DETEKSI BACTERIAL KEY SPECIES PADA HUTAN SEKUNDER DAN LAHAN BEKAS TERBAKAR: SEBAGAI UPAYA PENENTUAN BARKODE DNA

Abstract

Peatlands are the result of the decomposition of organic matter under anaerobic conditions that naturally accumulated over hundreds of years. A massive conversion of land function can lead to peatland degradation which has an impact on the degradation of the peatland quality. Currently, more sensitive indicators are needed to detect the initial disturbance of peatland degradation.

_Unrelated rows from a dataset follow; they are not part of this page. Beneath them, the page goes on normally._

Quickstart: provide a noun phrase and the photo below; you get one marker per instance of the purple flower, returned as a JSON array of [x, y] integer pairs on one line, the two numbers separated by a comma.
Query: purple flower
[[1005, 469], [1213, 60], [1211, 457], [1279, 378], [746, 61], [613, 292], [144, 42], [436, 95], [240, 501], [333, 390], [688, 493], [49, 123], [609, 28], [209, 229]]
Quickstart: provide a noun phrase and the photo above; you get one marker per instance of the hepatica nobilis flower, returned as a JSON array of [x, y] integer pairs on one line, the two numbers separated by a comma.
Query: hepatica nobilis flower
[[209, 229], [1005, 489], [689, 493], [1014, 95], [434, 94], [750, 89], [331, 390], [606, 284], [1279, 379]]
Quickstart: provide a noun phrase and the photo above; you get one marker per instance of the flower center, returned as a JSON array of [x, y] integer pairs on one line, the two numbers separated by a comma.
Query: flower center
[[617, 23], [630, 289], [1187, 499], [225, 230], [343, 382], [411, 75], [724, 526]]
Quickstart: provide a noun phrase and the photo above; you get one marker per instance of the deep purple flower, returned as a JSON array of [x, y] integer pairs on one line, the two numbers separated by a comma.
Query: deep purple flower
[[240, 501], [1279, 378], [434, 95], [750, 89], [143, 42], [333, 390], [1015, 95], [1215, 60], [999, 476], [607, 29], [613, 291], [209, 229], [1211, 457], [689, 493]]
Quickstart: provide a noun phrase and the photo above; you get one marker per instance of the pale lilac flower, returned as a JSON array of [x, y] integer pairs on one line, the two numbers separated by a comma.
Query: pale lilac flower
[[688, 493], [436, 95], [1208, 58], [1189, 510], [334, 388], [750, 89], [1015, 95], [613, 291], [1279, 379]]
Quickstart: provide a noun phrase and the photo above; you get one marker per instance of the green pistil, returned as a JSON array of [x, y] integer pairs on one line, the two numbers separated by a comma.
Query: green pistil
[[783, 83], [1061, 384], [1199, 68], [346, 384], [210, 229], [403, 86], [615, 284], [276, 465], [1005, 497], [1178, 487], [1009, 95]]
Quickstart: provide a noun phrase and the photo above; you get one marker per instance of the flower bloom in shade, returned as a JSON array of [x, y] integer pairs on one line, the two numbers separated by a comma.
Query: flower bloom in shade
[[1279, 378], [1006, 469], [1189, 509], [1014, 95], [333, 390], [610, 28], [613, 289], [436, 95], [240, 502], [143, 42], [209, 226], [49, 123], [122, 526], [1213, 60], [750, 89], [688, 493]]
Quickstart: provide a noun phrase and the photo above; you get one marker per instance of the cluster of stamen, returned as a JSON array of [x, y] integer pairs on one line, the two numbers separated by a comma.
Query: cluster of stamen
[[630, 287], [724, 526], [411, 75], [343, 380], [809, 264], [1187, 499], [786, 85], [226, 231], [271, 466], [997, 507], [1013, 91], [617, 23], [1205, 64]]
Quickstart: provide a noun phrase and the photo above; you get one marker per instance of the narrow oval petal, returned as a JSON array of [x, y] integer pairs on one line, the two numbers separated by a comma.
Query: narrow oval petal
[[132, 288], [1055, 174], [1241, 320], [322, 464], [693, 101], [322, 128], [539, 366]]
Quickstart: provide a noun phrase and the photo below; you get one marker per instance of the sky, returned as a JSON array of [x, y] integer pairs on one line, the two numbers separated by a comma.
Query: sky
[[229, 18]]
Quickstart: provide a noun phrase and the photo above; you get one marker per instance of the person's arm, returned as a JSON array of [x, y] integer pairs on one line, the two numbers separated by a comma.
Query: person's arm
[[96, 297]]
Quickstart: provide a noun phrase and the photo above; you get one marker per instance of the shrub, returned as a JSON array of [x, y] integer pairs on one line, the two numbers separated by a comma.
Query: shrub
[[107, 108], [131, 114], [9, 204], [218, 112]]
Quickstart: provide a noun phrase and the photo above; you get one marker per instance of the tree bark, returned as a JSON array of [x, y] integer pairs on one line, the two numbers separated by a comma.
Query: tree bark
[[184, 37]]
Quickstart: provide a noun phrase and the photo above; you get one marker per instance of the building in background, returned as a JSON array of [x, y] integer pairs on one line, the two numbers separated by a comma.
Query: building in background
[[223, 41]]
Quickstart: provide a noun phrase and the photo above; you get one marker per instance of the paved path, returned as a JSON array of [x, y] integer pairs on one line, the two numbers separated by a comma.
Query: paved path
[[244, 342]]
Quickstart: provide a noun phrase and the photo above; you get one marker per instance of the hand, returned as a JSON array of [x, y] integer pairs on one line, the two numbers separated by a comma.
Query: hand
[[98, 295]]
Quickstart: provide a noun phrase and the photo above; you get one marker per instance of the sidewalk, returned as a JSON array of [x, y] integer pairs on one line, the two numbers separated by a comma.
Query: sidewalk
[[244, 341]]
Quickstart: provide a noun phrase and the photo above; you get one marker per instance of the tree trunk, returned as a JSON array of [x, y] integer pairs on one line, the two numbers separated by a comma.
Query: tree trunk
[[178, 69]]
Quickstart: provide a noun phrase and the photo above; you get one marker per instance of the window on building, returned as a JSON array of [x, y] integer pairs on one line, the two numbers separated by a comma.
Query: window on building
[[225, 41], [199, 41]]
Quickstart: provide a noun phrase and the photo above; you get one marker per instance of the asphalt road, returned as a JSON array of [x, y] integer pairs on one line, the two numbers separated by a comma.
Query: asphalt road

This study aimed to determine the bacterial key species (BKS) in secondary forest areas and burnt areas which can then be used as DNA barcodes to monitor the quality of peatlands. DNA barcodes were obtained by determining BKS with the criteria of finding BKS that were only found in secondary forest and not found in locations that had been converted. This study used 16S rRNA gene sequence data generated from sequencing with the next generation sequencing (NGS) method. This research method included processing FastQ into fasta format using the Galaxy program, construction of phylogenetic trees using the MEGA program version 6.06, determining BKS candidates based on phylogenetic tree construction, selection of BKS candidates using BLASTn analysis: Align Two or More Sequence, alignment and editing of candidate DNAbarcode determination, primer design and in silico PCR analysis using the FastPCR application. The results of this study showed that 3 BKS were successfully detected which were only found in secondary forest locations but not found on burnt land (BKS_SLT). There are 2 candidates for the DNA barcode on BKS_SLT, namely the BKS_SLT2 barcode with 6 primers and the BKS_SLT3 barcode with 8 primers. The primers chosen were primers that had been tested for their sensitivity through in silico PCR.